The impact of hormonal contraception on disease-related cyclical symptoms in women with inflammatory bowel diseases.

Author information

1
*Department of Obstetrics and Gynecology, Northwestern University Feinberg School of Medicine, Chicago, Illinois; †Department of Medicine, Northwestern University Feinberg School of Medicine, Chicago, Illinois; and ‡Division of Gastroenterology and Hepatology, Northwestern University Feinberg School of Medicine, Chicago, Illinois.

Abstract

BACKGROUND:

Women with inflammatory bowel diseases (IBD) commonly report an increase in their IBD symptoms related to their menstrual cycle. Hormonal contraceptives are safe for women with IBD and frequently used for reproductive planning, but data are lacking on their effect on IBD-related symptoms.

METHODS:

We completed a cross-sectional phone survey of 129 women (31% response rate), aged 18 to 45 years, with IBD in an academic practice between March and November 2013. An electronic database query identified eligible women, and we sent an opt-out letter before contact.

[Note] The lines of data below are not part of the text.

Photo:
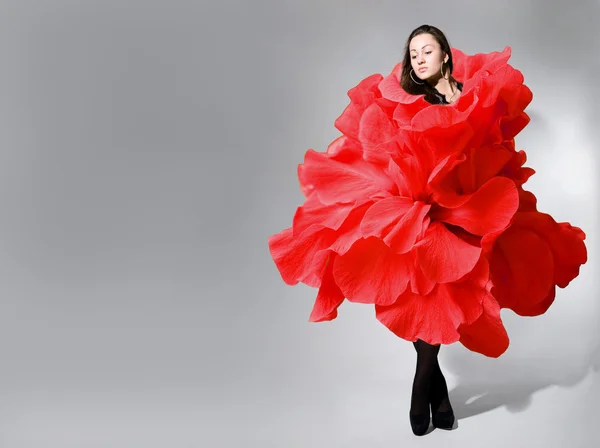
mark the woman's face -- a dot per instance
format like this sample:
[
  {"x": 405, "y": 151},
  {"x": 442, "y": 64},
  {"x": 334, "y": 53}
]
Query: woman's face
[{"x": 426, "y": 56}]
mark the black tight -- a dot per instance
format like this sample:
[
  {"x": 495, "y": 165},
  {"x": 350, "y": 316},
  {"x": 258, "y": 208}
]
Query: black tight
[{"x": 429, "y": 385}]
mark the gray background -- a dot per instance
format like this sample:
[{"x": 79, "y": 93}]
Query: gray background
[{"x": 149, "y": 148}]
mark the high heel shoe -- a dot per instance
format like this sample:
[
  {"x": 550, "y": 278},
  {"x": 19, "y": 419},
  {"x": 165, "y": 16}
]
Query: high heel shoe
[
  {"x": 419, "y": 423},
  {"x": 443, "y": 419}
]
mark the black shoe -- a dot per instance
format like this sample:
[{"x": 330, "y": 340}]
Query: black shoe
[
  {"x": 419, "y": 424},
  {"x": 443, "y": 419}
]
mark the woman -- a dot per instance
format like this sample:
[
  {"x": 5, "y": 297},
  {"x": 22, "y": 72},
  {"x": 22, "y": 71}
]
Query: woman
[{"x": 419, "y": 209}]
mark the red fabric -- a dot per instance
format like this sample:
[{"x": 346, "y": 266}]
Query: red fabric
[{"x": 419, "y": 210}]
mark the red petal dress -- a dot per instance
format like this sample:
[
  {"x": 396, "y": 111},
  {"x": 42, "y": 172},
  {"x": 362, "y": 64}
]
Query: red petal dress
[{"x": 419, "y": 210}]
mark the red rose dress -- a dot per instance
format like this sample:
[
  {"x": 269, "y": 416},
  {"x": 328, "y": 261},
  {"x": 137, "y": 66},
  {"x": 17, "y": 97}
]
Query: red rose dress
[{"x": 419, "y": 209}]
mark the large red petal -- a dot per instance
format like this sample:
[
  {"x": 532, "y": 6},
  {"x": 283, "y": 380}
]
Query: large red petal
[
  {"x": 489, "y": 209},
  {"x": 378, "y": 134},
  {"x": 336, "y": 182},
  {"x": 329, "y": 297},
  {"x": 436, "y": 317},
  {"x": 297, "y": 258},
  {"x": 404, "y": 234},
  {"x": 382, "y": 216},
  {"x": 371, "y": 273},
  {"x": 487, "y": 334},
  {"x": 443, "y": 256},
  {"x": 522, "y": 269}
]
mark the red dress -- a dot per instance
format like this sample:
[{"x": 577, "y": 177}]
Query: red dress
[{"x": 419, "y": 209}]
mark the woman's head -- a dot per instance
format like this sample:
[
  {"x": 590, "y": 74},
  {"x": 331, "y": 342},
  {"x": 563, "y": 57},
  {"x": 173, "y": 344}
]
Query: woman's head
[{"x": 427, "y": 58}]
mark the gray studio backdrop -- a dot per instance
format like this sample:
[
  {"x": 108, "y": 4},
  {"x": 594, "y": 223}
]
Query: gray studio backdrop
[{"x": 147, "y": 151}]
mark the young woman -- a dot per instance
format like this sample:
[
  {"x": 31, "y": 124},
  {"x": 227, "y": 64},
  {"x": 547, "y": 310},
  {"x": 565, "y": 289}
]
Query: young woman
[{"x": 419, "y": 210}]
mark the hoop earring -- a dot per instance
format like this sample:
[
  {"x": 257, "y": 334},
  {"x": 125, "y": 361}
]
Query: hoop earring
[
  {"x": 442, "y": 70},
  {"x": 410, "y": 73}
]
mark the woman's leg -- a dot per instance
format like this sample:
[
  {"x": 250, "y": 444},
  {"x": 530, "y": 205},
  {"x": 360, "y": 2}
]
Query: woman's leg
[{"x": 419, "y": 403}]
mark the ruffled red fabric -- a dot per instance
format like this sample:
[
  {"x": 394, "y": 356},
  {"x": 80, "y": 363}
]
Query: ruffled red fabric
[{"x": 419, "y": 210}]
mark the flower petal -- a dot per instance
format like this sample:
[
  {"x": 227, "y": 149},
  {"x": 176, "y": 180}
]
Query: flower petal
[
  {"x": 329, "y": 297},
  {"x": 337, "y": 182},
  {"x": 443, "y": 256},
  {"x": 487, "y": 334},
  {"x": 436, "y": 317},
  {"x": 371, "y": 273},
  {"x": 489, "y": 209}
]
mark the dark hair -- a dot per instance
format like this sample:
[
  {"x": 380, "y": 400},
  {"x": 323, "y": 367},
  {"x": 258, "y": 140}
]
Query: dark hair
[{"x": 407, "y": 82}]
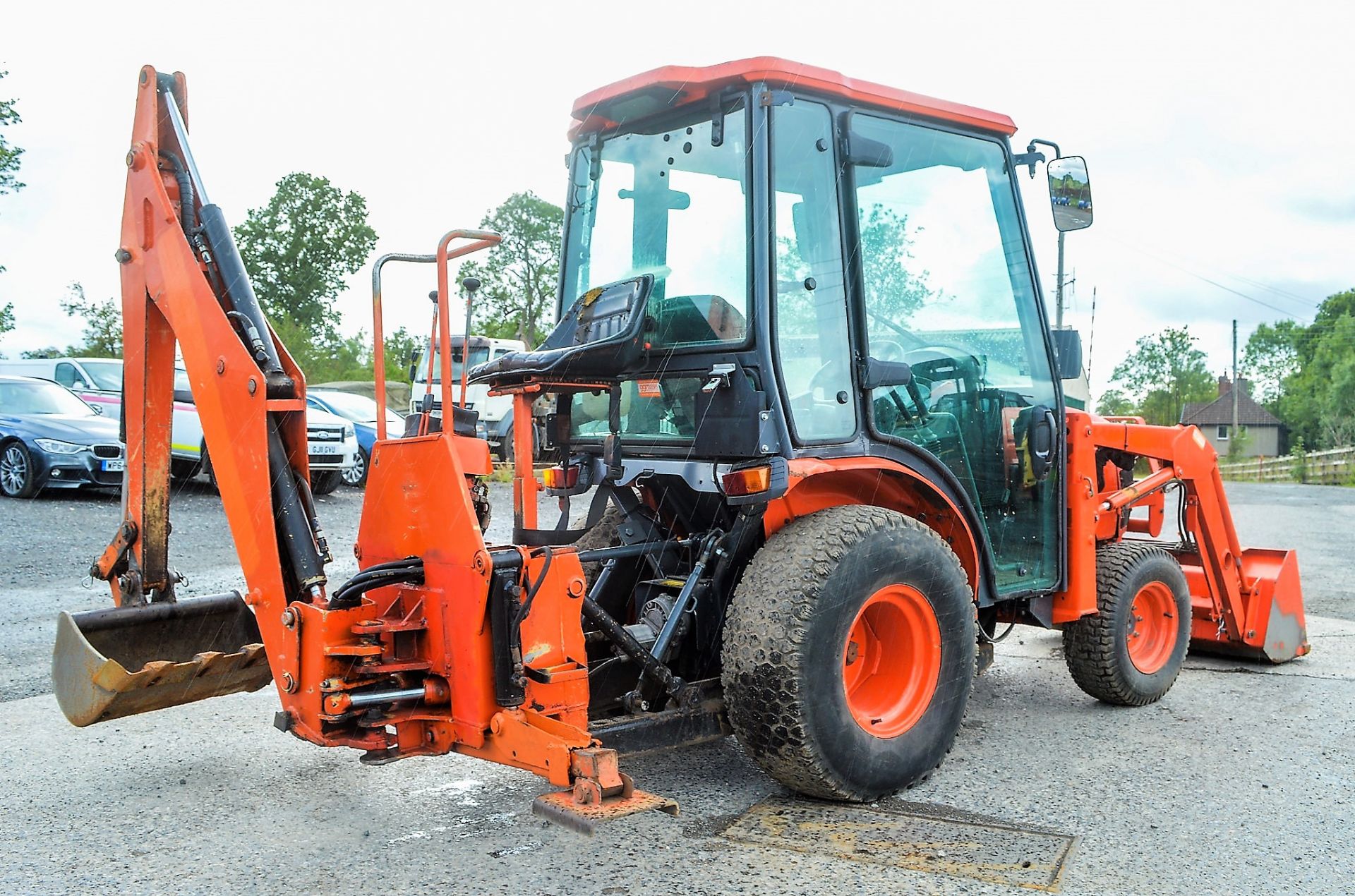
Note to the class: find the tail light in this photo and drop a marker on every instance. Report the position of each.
(747, 482)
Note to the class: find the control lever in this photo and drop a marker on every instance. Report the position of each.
(718, 377)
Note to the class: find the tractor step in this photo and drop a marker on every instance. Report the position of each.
(128, 660)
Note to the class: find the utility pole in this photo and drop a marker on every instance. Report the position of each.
(1237, 382)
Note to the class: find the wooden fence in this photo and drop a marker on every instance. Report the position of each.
(1335, 466)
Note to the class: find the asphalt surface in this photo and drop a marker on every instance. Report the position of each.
(1240, 780)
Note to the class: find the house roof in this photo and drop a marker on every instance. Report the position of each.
(1220, 413)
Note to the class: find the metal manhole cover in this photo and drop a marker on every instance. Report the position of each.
(991, 853)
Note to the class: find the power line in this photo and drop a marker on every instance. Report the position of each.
(1212, 282)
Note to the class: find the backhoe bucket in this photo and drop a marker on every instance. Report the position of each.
(128, 660)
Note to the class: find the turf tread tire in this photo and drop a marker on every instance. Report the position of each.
(1094, 646)
(770, 688)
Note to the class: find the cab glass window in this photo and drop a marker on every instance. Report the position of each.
(948, 291)
(671, 202)
(811, 298)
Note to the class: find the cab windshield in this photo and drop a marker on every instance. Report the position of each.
(670, 201)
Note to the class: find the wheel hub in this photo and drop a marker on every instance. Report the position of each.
(1153, 626)
(892, 660)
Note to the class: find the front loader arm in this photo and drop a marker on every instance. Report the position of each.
(1244, 601)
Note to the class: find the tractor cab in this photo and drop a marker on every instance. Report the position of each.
(766, 263)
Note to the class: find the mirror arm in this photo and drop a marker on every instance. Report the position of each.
(1032, 156)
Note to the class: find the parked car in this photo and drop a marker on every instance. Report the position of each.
(361, 413)
(332, 448)
(51, 438)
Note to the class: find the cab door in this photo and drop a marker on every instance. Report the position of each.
(948, 296)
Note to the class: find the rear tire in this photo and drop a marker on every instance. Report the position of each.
(848, 654)
(325, 482)
(18, 475)
(1131, 653)
(183, 471)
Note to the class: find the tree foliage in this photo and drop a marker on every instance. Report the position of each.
(102, 325)
(521, 275)
(1269, 358)
(1114, 403)
(1163, 373)
(8, 160)
(893, 289)
(300, 247)
(1318, 396)
(299, 250)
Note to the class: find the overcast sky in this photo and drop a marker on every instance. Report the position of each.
(1217, 136)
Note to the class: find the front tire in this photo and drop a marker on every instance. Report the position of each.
(850, 653)
(1131, 651)
(356, 475)
(18, 475)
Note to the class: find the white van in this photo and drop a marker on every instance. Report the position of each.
(332, 447)
(495, 413)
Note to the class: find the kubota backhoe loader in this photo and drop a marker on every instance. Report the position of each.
(804, 368)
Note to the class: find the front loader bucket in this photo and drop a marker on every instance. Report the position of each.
(128, 660)
(1274, 629)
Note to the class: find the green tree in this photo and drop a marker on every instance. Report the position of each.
(8, 157)
(519, 275)
(299, 248)
(1163, 373)
(1270, 356)
(1114, 404)
(400, 347)
(892, 288)
(103, 325)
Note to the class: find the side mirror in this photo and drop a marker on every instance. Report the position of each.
(1069, 193)
(1068, 353)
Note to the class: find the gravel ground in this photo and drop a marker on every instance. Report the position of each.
(52, 540)
(1239, 781)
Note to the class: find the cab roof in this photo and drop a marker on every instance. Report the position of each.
(671, 86)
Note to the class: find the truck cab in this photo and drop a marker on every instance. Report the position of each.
(495, 413)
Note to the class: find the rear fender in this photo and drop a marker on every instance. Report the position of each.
(817, 484)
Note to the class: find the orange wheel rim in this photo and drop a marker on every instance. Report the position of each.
(892, 660)
(1152, 628)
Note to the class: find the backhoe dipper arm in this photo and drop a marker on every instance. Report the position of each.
(183, 281)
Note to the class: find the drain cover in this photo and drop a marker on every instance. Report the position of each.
(985, 852)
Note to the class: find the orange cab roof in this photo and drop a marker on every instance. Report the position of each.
(682, 85)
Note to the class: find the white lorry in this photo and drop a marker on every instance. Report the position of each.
(495, 411)
(332, 444)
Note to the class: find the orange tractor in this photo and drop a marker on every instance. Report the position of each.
(804, 370)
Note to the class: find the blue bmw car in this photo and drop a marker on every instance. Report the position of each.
(51, 438)
(362, 413)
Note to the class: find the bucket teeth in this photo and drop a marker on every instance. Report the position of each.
(116, 663)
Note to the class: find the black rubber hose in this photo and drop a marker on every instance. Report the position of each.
(187, 212)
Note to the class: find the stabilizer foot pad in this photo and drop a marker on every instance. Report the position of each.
(561, 809)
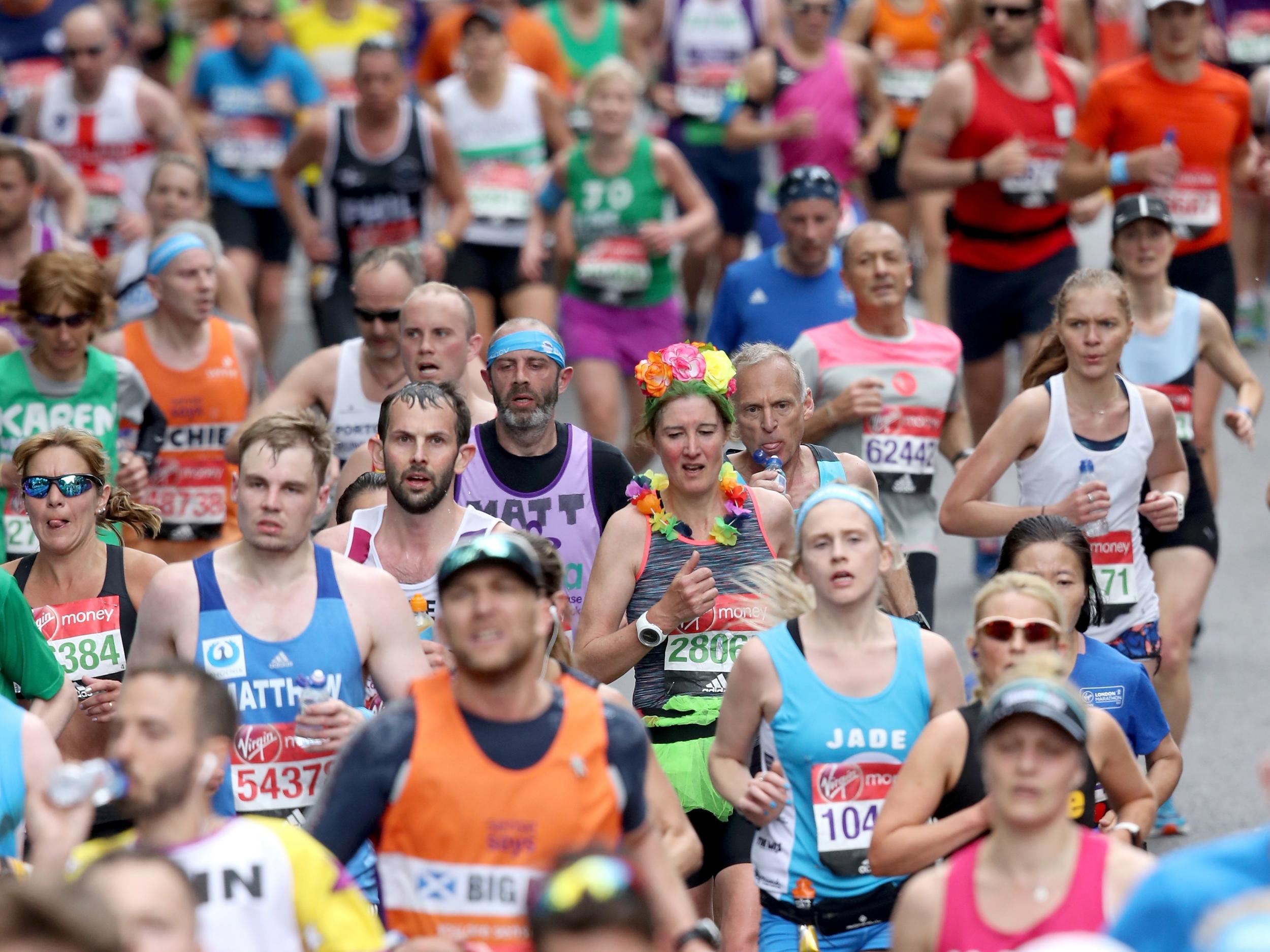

Questions included demographics, medical and reproductive history, and current/previous contraceptive use. Women were asked if/how their menses affected IBD-related symptoms and if/how their contraceptive affected symptoms. We calculated descriptive statistics and made comparisons by Crohn's disease versus ulcerative colitis on Stata V11.

RESULTS:

Participants were predominately white (85%) and college educated (97%), with a mean age of 34.2 (SD 6.2, range 19-45) years. Sixty percent had Crohn's disease, and 30% had IBD-related surgery previously. Half of the participants were parous, and 57% desired future pregnancy. Of the participants, 88% reported current or past hormonal contraceptive use and 60% noted cyclical IBD symptoms. Symptomatic improvement in cyclical IBD symptoms was reported by 19% of estrogen-based contraceptive users and 47% of levonorgestrel intrauterine device users. Only 5% of all hormonal method users reported symptomatic worsening.

CONCLUSIONS:

In a subset of women with IBD, 20% of hormonal contraception users reported improved cyclical menstrual-related IBD symptoms. Health care providers should consider potential noncontraceptive benefits of hormonal contraception in women with cyclical IBD symptoms.

PMID:
25105949
DOI:
10.1097/MIB.0000000000000134
[Indexed for MEDLINE]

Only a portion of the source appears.